Jueves, 26 de agosto
Miré fijamente los brillantes ojos castaños que también me miraban desde el otro lado de la reja. Me pregunté qué podría ver esa niña de mí (no mucho, supuse), tan solo una mancha pálida, una mano levantada, vislumbrada entre sombras. Mi instinto inicial fue el de gritar pidiendo ayuda, pero la niña era muy pequeña y temí que saliera corriendo si la asustaba.
—No tengas miedo, Maya —dije, con la voz más dulce que pude.
Ella se arrodilló para acercarse más a la reja. Podía ver sus rodillas en la piedra arenosa y sus calcetines sobresaliendo de sus botas de agua rosas.
—¿Eres un yinni? —repitió—. Los yinni viven en agujeros.
—No, Maya, no lo soy.
—Entonces, ¿qué estás haciendo aquí? ¿Has hecho algo malo?
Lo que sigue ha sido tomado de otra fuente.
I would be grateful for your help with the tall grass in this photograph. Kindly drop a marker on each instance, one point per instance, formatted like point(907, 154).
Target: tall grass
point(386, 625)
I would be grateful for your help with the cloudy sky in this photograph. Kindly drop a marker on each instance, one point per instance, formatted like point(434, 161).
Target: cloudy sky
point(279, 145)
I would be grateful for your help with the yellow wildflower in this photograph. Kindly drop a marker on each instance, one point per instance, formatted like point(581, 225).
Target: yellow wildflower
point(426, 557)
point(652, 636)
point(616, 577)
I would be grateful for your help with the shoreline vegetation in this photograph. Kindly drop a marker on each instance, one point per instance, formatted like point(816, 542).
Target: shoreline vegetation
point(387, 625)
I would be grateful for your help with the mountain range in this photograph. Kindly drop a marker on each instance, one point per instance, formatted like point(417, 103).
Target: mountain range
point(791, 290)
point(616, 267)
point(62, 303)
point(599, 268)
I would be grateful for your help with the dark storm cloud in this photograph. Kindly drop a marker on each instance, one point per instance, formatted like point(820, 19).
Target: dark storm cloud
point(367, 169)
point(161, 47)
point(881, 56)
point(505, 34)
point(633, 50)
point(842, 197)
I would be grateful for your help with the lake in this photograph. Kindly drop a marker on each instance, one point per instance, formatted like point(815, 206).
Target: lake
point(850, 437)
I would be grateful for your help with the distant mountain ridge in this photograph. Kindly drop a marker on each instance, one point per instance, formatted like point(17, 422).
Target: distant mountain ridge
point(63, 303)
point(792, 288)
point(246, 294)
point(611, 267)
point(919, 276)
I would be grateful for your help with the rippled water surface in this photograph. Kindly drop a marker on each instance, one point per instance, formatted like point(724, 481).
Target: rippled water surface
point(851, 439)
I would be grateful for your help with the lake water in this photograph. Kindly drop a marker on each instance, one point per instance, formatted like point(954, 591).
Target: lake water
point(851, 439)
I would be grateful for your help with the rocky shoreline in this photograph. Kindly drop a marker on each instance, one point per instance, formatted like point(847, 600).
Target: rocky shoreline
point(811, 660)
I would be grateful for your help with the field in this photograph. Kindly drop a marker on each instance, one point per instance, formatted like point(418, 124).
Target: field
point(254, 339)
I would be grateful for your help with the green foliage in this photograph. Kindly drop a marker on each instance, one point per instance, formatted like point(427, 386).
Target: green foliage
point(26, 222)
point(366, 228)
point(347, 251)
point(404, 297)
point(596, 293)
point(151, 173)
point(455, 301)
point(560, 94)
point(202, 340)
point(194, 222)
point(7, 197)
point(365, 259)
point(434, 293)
Mi yiddo dice que si haces algo malo, la policía te mete en la cárcel.
—No, no he hecho nada malo. Alguien me ha encerrado aquí.
Sus ojos se agrandaron.
—Tú eres un yinni. Sabes cómo me llamo.
Traté de bajar la voz y ser persuasivo.
—Por favor, Maya, escúchame. No soy un yinni y no he hecho nada malo. Pero estoy prisionero. Necesito tu ayuda.
Maya hizo una mueca.
—Un yinni diría eso. Siempre mienten.
—Por favor, no estoy mintiendo. —Noté el tono de urgencia en mi voz e hice un esfuerzo para que sonara más suave—. Por favor, Maya, ayúdame. ¿No quieres ayudarme?
Maya asintió, dubitativa.
—De acuerdo.
Respiré profundamente. Tenía que pensar detenidamente. Por supuesto, podía haberle pedido a Maya que fuera en busca de su padre o su madre, pero en ese momento no sabía quién era el responsable de mi encierro, y la idea de tener que explicarme ante un grupo de magrebíes que creían que yo había incendiado su escuela era cuando menos desalentadora. Sin embargo, en Les Marauds había alguien que sabía que me echaría una mano, siempre y cuando diera con ella.
—¿Conoces a Vianne Rocher?
Maya asintió con la cabeza.
—La memti de Rosette —dijo.
—Eso es. Ve en busca de Vianne y dile que estoy aquí. Dile que Reynaud está aquí y que necesita ayuda.
Pareció considerar lo que le había dicho un instante.
—¿Es ese tu nombre? —dijo, finalmente.
—Sí. —¡Oh, Dios, dame paciencia!—. Por favor. Estoy aquí abajo desde ayer. Y está entrando agua. Y hay ratas.
—¿Ratas? ¡Genial!
Era evidente que la niña había pasado demasiado tiempo con Jean-Philippe Bonnet. Volví a respirar profundamente. «Respira, Francis. Concéntrate».
—Te daré lo que quieras. Juguetes, golosinas… Pero cuéntaselo a Vianne.
Maya dudó.
—¿Lo que quiera? —dijo—. ¿Cómo si fueran tres deseos o algo así? ¿Cómo en Aladdin?
—¡Lo que quieras!
Una vez más, la niña parecía perdida en sus pensamientos. Finalmente, tomó una decisión.
—De acuerdo —dijo.
Se puso en pie y vi de nuevo las botas de agua rosas. Unas lágrimas de gratitud me escocían los ojos…, ¿o se trataba tan solo del polvo de la calle?
—Mi primer deseo —dijo Maya a través de la reja— es que consigas que mi yiddo vuelva a estar bien. Ya pensaré en los otros dos más tarde. Adiós, yinni. Hasta pronto.
—¡No, espera! —exclamé—. ¡Maya! ¡Por favor! ¡Escúchame!
Pero las botas rosas ya habían desaparecido.
Me maldije a mí mismo en latín y en francés y bajé del montón de cajas. Y entonces, justo en aquel momento, mientras estaba de pie con agua sucia hasta los tobillos, pensando en que mi situación no podía ir a peor, oí unos pasos al otro lado de la puerta del sótano.
Me alejé rápidamente de las cajas. A continuación oí el ruido de la llave en la cerradura. Por un instante pensé en la posibilidad de sorprender a mis raptores y salir corriendo hacia la puerta, pero solo era una fantasía. En mi estado físico, ni siquiera una mujer habría tenido ningún problema para empujarme por las escaleras.
La puerta se abrió y aparecieron tres hombres. Incluso a contraluz reconocí a Karim Bencharki. Los otros dos eran más jóvenes; supuse que serían dos chicos del gimnasio. Ambos sostenían sendas linternas y Karim llevaba una lata en la mano. Me llegó un olor a gasolina.
—Vosotros nunca aprendéis —dijo Karim.
Aún seguía en el vientre de la ballena.